Though better known for other aspects of technology, IBM is active in the chip category. The company’s semiconductor legacy includes early implementation of 7nm and 5nm process technologies, single cell DRAM, the Dennard Scaling Laws, chemically amplified photoresists, copper interconnect wiring, silicon on insulator technology, multi core microprocessors, High-k gate dielectrics, embedded DRAM and 3D chip stacking. IBM’s first commercialized offering, including IBM 7nm advancements, are scheduled for debut later this year in IBM POWER10-based IBM Power Systems.

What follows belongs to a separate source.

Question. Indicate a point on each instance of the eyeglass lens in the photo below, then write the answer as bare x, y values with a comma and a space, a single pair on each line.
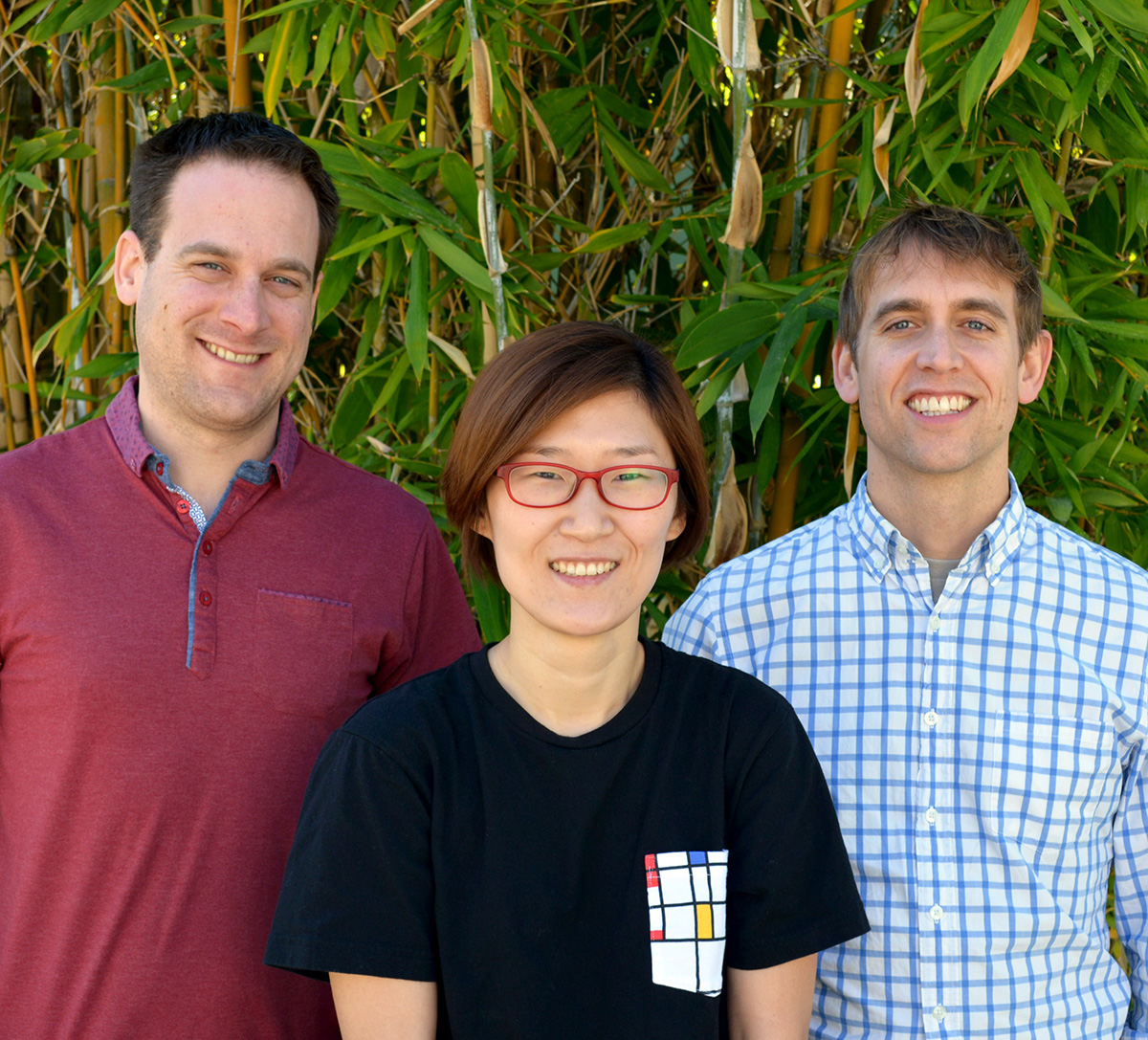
630, 487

While respected in tech circles, IBM’s POWER chips have met with limited commercial success. POWER CPU coupled with Nvidia GPUs are used in two of the world’s three most powerful supercomputers, DOE’s Summit and Sierra HPC systems housed at Oak Ridge and Lawrence Livermore national laboratories, respectively. Those and other POWER-Nvidia powered servers served as pathfinders for what is now a widely accepting architectural model for HPC-class servers coupling CPUs and GPUs. But IBM’s POWER product line has not attained the company’s ambitious market adoption goals.
“The IBM innovation reflected in this new 2nm chip is essential to the entire semiconductor and IT industry,” said Darío Gil, SVP and director of IBM Research. “It is the product of IBM’s approach of taking on hard tech challenges and a demonstration of how breakthroughs can result from sustained investments and a collaborative R&D ecosystem approach.”
IBM semiconductor development is based at its research lab at the Albany Nanotech Complex in Albany, NY, where IBM scientists work with public and private sector partners on logic scaling and semiconductor capabilities. The 2 nm design is based on IBM’s nanosheet technology and will allow the 2 nm chip to fit up to 50 billion transistors on a chip the size of a fingernail, according to IBM.